Abgeordneter Dr. Peter Pilz (Grüne): Meine sehr geehrten Damen und Herren! Ich habe nicht damit gerechnet, dass ich mit einer Frage beginnen muss, aber ich stelle diese Frage in den Raum:

Wie sollen wir in Zukunft die Unwahrheit bezeichnen, wenn nicht als Unwahrheit? Wie sollen wir in Zukunft etwa ein illegales Baukartell bezeichnen, wenn nicht als illegales Baukartell? (Abg. Neudeck: Eine grüne G’schicht!) Wie sollen wir in Zukunft den Amtsmissbrauch bezeichnen, wenn nicht als Amtsmissbrauch? Und, Herr Präsident: Wie sollen wir in Zukunft eine Schiebung bezeichnen, wenn nicht als Schiebung? (Bei­fall bei den Grünen.)

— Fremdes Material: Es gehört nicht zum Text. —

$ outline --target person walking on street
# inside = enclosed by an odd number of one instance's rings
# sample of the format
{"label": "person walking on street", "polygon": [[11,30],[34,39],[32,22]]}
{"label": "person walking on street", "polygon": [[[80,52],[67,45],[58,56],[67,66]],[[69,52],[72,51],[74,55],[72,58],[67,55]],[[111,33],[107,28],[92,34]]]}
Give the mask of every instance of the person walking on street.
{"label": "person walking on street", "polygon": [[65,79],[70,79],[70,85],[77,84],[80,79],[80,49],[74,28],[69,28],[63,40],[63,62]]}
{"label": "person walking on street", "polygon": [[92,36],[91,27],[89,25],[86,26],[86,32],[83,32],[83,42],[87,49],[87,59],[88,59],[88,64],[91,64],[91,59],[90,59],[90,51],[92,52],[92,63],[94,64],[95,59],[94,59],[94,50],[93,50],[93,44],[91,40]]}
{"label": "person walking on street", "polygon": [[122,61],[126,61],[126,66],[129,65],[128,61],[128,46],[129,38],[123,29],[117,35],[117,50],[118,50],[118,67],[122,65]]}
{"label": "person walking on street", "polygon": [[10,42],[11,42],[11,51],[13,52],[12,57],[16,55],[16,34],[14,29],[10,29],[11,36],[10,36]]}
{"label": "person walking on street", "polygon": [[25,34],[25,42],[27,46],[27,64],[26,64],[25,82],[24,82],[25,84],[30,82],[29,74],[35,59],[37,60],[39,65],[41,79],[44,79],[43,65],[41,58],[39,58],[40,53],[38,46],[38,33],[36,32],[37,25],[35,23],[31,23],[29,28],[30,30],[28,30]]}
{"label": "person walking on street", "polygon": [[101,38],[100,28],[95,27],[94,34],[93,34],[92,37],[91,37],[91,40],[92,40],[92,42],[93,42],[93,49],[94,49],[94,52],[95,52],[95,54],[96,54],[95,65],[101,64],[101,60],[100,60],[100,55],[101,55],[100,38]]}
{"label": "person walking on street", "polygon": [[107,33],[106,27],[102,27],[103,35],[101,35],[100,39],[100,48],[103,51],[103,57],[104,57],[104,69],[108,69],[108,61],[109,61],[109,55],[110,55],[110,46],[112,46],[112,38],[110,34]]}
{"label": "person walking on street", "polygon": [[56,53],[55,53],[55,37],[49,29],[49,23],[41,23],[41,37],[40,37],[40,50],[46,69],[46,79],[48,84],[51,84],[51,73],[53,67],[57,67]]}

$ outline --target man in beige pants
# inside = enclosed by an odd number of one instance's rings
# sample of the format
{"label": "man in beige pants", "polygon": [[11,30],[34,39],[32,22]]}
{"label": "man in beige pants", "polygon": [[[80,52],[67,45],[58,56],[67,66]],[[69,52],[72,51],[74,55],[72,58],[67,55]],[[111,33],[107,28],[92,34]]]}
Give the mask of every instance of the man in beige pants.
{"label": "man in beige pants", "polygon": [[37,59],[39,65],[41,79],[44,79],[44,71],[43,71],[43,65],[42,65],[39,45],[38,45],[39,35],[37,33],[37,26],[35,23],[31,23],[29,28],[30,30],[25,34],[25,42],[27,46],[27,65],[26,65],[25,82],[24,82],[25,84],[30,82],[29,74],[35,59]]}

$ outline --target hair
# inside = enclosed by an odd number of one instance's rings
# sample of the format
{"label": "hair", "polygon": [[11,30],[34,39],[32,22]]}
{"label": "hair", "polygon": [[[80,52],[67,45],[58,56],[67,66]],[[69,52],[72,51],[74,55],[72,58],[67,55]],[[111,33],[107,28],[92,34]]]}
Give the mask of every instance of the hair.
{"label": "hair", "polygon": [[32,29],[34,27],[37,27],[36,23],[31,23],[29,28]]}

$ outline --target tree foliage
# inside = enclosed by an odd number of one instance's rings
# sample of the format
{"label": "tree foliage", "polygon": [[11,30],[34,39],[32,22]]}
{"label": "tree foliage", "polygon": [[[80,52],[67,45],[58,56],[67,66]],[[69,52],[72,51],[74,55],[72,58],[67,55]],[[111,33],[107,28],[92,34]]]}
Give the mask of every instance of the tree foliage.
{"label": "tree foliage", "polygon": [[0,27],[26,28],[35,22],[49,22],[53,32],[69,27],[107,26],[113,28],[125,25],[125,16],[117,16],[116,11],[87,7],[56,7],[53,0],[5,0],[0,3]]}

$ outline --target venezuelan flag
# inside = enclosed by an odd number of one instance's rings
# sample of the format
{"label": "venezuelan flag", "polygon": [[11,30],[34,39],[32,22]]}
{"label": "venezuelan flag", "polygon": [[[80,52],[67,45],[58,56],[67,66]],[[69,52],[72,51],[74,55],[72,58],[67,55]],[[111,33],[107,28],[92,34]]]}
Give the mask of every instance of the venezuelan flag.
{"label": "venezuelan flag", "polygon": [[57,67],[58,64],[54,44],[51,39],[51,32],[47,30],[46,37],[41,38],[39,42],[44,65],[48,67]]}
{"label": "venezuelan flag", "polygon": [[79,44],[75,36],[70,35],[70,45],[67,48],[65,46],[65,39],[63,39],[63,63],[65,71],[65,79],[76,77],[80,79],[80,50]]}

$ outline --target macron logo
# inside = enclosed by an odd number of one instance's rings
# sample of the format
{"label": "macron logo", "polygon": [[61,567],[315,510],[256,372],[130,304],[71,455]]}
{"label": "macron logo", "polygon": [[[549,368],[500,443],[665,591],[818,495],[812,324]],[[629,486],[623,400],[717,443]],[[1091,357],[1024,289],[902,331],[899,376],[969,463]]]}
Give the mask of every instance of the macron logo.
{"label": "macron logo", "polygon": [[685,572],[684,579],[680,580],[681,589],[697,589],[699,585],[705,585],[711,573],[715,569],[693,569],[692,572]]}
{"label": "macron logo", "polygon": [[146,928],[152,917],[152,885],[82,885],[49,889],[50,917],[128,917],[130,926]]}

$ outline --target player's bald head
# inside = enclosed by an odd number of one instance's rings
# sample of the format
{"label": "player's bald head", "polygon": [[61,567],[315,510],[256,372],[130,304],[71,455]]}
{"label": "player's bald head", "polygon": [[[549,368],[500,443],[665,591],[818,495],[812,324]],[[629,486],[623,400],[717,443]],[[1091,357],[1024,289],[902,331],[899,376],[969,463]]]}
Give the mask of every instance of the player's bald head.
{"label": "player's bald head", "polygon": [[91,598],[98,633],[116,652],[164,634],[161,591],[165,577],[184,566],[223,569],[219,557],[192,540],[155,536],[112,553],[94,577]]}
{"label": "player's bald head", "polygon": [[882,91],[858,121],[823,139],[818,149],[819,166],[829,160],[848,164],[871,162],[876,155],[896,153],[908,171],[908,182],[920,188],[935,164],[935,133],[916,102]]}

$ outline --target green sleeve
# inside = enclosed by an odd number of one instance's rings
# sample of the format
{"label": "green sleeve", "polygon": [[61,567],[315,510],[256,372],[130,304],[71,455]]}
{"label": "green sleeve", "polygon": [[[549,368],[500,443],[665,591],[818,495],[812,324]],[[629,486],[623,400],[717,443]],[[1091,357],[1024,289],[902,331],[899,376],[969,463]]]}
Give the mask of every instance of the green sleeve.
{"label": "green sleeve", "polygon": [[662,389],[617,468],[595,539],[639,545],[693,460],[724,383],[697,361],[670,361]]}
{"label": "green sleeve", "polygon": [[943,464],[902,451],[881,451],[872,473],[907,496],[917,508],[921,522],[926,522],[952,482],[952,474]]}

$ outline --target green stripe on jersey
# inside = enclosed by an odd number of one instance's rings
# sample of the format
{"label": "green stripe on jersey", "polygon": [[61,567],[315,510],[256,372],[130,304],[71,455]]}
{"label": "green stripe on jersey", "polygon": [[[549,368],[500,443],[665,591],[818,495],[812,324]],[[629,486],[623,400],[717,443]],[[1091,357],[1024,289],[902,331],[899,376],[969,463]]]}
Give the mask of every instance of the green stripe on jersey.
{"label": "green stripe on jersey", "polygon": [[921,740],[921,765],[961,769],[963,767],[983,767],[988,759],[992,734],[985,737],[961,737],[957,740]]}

Ich verstehe natürlich, dass – nicht nur beim Bundesminister für Finanzen – ein gewis­ses Interesse besteht, dass es ganz bestimmte Wörter – zumindest hier im Haus und in der Öffentlichkeit – nicht mehr gibt.

Herr Präsident! Ich würde an die Sache etwas anders herangehen. (Abg. Freund: Das glaubt’s nur ihr, dass ...!) Ich würde sagen, es wäre doch viel sinnvoller und würde uns das Leben viel einfacher machen, wenn es – wie soll ich jetzt sagen? – Schiebungen oder schiebungsartige Zustände in dieser Republik gar nicht gäbe.

Aber wie verhindern wir es, dass es zu schiebungsartigen Zuständen kommt? Wie ver­hindern wir es, dass Minister – nicht nur Finanzminister – in der Öffentlichkeit immer stärker in den Verdacht geraten, ihr Amt missbraucht zu haben? Und wie schaffen wir und sorgen wir für parlamentarische Aufklärung?

Meine Damen und Herren! Ich kann eine lange Geschichte erzählen, wie man versucht hat – und das waren nicht nur die Generaldirektoren einer Wiener Baufirma –, Abge­ordneten, die noch nicht einmal illegale Zustände angeprangert haben, das Wort zu verbieten und die Verwendung des Begriffes zu verbieten. Herr Präsident! Deswegen würde ich gerade im Plenum des Nationalrates mit solchen Akten der Beschneidung von Redemöglichkeiten sehr, sehr vorsichtig umgehen und das freie Wort letzten En­des doch über den Schutz von Mitgliedern dieser Bundesregierung und deren Interes­sen stellen. (Beifall bei den Grünen.) – Das ist das Erste.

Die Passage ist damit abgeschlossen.